Does anyone have a good source for varmint? I got racoons and the occasional possum down the street, but I think the neighbors are a little uptight if I roll in with a .22. Rabbit is pretty easy to buy but I’m not sure what else. And when you google anything + meat you get {ahem} odd results.
Does it matter if the varmint is a pet? …like Alice?
To answer Monkey Boy’s question “Does anyone have a good source for varmint?” Look no further than my sister’s apartment, right behind the couch they have all the varmint one could want.
Lies. All lies. Might want to look on Irving St. now for the alleged varmint.
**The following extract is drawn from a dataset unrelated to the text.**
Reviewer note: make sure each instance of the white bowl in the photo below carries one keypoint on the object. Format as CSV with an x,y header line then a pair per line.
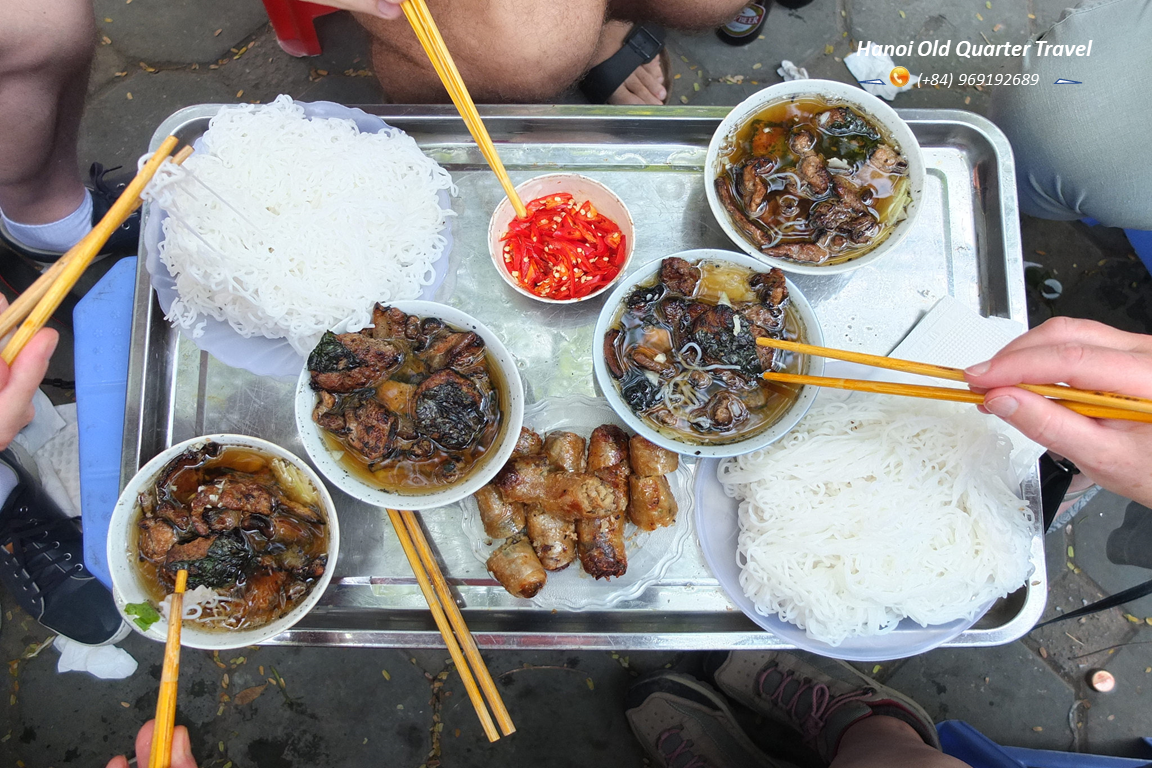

Fine – I’ve conspired to murder. We had a dying mouse in our apartment. We poisoned him (dad gansie’s idea) and then we he surfaced, trying to hobble from his imminent death, I suggested we throw him out the window. Is that cruel and unusual punishment?
bet he would have been good with a panko breadcrumb crust
I would vote for yams.
Suspicious timing. I blame Gourmet:
http://www.nbc4.com/news/15172767/detail.html?dl=headlineclick
and we will dedicate this contest in those critters’ honor.
Perhaps we could have a roast in their honor?
Something tells me PETA won’t be endorsing ES anytime soon
This reminds me of my favorite part of TV Carnage, a cooking-show clip about how to make “squirrel melts.”
http://www.youtube.com/watch?v=7RlK0Xd4c2c
I can’t enter the contest since I’m related to one of the editors so I’ll tell my “tale” here. I grew up on a farm in Ireland and cooked lambs’ tails. First, the tails were cut off the lambs with a butcher knife (no novacaine – and please don’t report us to the ASPCA). We then held the tail with a tongs over the open turf (peat to you who don’t know what turf is) fire, first to burn off the wool, then to roast the tail and eat it. It was lovely and crispy at that stage and delicious to taste.
Pig doesn’t qualify as varmin but this is what we did long ago. Killed the pig (using the blood and intestines) for what we called pudding but in this country probably is referred to as blood sausage (think haggis). The pig’s head was the prize in a card game called “25” and the winner got to cook it and eat it. There was intense competition to be the winner.
Mom! You never told me that about the lamb’s tails – sounds delicious….but let em get this straight…you ate the lambs tails without killing the lambs??? Did the tails grow back? Neverending food?
BS’s mom – great stories! And do tell us more about the game called “25.”
okay, you know what, maybe i’m not the food connoisseur that i thought i was. that skinned squirrel made me gag. maybe i’m not cut out for this line of work.
The lamb wasn’t killed and the tail didn’t grow back. My sources are trying to figure out why we cut the tails in the first place; we were poor but not hungry.
Gansie, BS will show you how to play “25.” I better not as I have been accused of changing the rules from time to time.
Easier to shear with no tail?
Perhaps you’re right MonkeyBoy. Some family members thinks cutting the tails helped keep the lambs clean. Who knows?
While not quite as adventursome as BS’s mom, my mom had some great “from the farm” stories from her childhood. The Farm Journal offered a recipe for Brunswick Stew, which called for 70 squirrels. Ick.
neat pic 80 p he’s not using your camera is he??
interesting comments, not sure if i’m ready to play 25 by either set of rules. don’t remember wanting to do in the little varmit.